Das faule Leben ist vorbei! Wir starten mit der Arbeit.


Nachdem sich auch Diwi bis Freitag (21.08.09) halbwegs beruhigt hatte, wollte ich mit etwas Arbeit starten.
Schließlich will ich ihn langsam an die Arbeit gewöhnen und auch Kondition bei ihm (und mir :)) aufbauen. Da Tanja und Co. noch da sind, beschließe ich zu longieren, denn Chico geht spazieren. Und den ersten Spaziergang wollte ich alleine machen, da ich ich mir dadurch erhoffte, daß die beiden nicht zu sehr aneinander kleben.

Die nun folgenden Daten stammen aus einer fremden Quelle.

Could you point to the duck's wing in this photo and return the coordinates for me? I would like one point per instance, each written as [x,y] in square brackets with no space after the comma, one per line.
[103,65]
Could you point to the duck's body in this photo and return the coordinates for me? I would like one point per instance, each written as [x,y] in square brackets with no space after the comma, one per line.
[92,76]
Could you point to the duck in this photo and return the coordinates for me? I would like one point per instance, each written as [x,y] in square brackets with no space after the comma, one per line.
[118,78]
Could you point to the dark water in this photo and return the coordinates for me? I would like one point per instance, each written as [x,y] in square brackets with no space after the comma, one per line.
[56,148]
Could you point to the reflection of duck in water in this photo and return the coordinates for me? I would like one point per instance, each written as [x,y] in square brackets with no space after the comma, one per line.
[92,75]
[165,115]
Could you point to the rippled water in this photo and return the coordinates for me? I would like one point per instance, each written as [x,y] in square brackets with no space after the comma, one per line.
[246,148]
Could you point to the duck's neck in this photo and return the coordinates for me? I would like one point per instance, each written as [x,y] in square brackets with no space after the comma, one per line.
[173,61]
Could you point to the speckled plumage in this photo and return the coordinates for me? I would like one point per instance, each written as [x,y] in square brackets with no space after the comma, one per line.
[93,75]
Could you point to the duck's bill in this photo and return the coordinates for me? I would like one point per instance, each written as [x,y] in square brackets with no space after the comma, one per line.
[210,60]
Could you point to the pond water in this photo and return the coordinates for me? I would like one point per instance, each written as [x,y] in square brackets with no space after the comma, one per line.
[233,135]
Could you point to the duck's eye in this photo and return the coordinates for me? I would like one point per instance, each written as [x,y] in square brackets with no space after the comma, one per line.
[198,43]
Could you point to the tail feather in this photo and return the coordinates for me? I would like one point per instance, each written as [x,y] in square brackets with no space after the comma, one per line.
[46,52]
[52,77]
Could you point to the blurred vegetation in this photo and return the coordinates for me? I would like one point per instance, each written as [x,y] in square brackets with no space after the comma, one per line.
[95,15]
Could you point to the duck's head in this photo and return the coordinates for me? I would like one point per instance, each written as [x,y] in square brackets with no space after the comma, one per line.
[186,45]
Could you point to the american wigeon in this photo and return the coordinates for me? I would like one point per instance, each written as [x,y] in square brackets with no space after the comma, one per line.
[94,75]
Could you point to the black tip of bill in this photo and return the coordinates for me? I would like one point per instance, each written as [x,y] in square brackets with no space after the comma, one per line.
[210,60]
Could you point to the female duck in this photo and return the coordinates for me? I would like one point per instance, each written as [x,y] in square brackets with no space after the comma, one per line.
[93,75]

Also wieder etwas Neues: Wie würde sich Joschi longieren lassen?

Erstmal wurde er ausgiebig geputzt, das genießt er jedesmal sichtlich. Dann lässt er immer die Unterlippe, die Ohren und die Augenlider hängen.
Joschi ahnt schon, daß irgendetwas anderes kommt, denn ich habe meinen Kappzaum mitgebracht, und der wird nun angepasst. Er sitzt etwas locker, da muß die Lochzange ran. Die Sache mit dem Gebiss einschnallen funktioniert nicht, denn die Befestigungsriemen sind zu lang und nicht verstellbar. Doof. Aber an diesem Freitag würde für Schritt und Trab an der Longe der nackige Kappzaum reichen. Sobald es an die Richtige Arbeit geht, kommt eine Trense unter den Zaum.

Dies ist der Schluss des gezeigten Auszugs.